On thing that has not changed as I have reflected on this issue over the last two decades is that I continue to believe Canadians enjoy great health care. Health care in Canada is, arguably, second only to the United States and everyone has coverage. Such a system is nothing to be afraid of, but neither is it a panacea. It simply substitutes one set of problems for another. The single-payer system stifles innovation, contributes to shortages of resources, and shifts costs to tax payers without doing much to control them. Furthermore, I am not convinced that our federal government truly has the Constitutional authority to become such a large player in the market place (although the precedent has certainly been set with it's take over of AIG and GM). I am also not convinced of our government's ability to manage anything competently or cost-effectively. Finally, I think in the midst of recession and with federal deficits reaching unprecedented levels, and both entitlement spending and interest on the national debt accounting for an ever growing percentage of the federal budget, I do not think now is the time to contemplating any new entitlement programs. Having framed the debate, I think it is a better debate to have another day.
Despite my free market principles (and the growing phenomenon of concierge care), I am also not naive enough to believe that the genie of third party payers can be put back in the bottle. I do think there are ways to harness market forces to both reduce costs and expand coverage (although this would fall well short of universal coverage). For example, Safeway has reduced the cost of health care for its employees by 40% by providing incentives for healthy living in the form of lower premiums in return for lifestyle modification such as smoking cessation, weight loss, exercise, or meeting goal cholesterol levels (source: http://online.wsj.com/article/SB124476804026308603.html). Senator McCain's campaign proposal to allow purchase of health insurance coverage across state lines would expand coverage by letting individuals purchase less expensive plans from other states and would provide increased competition in the health insurance industry to help drive down costs. Currently health insurance companies operate in carved out niches, protected by competition from other states and in many states a handful of insurers account for the vast majority of the insured. This lack of competition can only benefit insurance companies at the expense of health insurance consumers.
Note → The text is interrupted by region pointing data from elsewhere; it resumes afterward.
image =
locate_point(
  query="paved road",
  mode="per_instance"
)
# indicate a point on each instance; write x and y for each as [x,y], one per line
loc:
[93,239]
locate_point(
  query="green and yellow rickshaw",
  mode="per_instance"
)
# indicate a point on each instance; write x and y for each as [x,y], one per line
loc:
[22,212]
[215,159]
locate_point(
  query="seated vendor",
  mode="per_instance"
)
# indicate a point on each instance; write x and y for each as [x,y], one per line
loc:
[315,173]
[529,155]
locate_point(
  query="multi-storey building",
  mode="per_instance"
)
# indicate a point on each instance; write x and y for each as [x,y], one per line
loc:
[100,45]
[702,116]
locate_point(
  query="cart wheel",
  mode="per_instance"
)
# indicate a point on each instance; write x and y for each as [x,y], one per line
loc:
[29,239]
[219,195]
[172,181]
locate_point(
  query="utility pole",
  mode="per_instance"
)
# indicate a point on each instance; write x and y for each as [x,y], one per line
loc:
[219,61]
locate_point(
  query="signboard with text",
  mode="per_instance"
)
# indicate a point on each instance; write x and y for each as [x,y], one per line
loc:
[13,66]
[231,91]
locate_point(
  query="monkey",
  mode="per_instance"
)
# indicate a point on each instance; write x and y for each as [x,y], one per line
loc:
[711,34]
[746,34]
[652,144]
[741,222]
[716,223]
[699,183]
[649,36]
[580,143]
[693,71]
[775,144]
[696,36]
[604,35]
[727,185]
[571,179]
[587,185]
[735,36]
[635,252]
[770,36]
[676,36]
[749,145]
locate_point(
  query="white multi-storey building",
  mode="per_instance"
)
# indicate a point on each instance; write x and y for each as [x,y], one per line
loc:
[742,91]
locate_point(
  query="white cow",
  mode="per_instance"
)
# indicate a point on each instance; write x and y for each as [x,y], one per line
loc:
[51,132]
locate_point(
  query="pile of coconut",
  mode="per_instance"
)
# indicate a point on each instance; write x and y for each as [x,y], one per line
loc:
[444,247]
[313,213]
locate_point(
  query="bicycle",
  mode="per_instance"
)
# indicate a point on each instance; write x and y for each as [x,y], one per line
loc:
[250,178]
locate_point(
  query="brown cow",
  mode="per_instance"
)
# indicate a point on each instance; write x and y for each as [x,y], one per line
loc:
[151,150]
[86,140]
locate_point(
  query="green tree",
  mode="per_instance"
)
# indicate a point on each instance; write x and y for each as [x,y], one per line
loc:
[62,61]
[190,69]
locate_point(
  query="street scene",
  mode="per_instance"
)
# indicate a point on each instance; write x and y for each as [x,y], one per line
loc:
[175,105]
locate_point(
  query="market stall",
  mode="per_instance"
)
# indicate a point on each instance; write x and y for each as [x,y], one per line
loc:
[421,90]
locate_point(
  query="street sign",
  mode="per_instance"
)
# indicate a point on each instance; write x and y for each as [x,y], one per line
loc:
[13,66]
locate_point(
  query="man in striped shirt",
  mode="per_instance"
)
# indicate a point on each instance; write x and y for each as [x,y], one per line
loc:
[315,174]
In medical school I, and others, wrote a paper discussing likely changes to the health care system by 2010. We discussed a proposal in the news at that time that would allow individuals to deduct their health insurance premiums from their income taxes, the way businesses who provide health insurance do, which would help individuals who did not receive health insurance from their employer purchase individual plans. I would also favour true health savings accounts that would allow the young and the healthy, who aren't likely to require much coverage at that point in their lives, to put money away, tax free, that can be withdrawn at any time later in life for health expenses. Perhaps, for now, such modest measures will have to suffice.
Many thanks to all that I have been discussing this issue with over the last several months: lay persons, physicians, and other health professionals; residents of the U.S., Canada, and New Zealand; liberals, conservatives, and moderates; all of whom have helped me finally organize some, I hope, coherent thoughts on a topic I have wrestled with for a long time.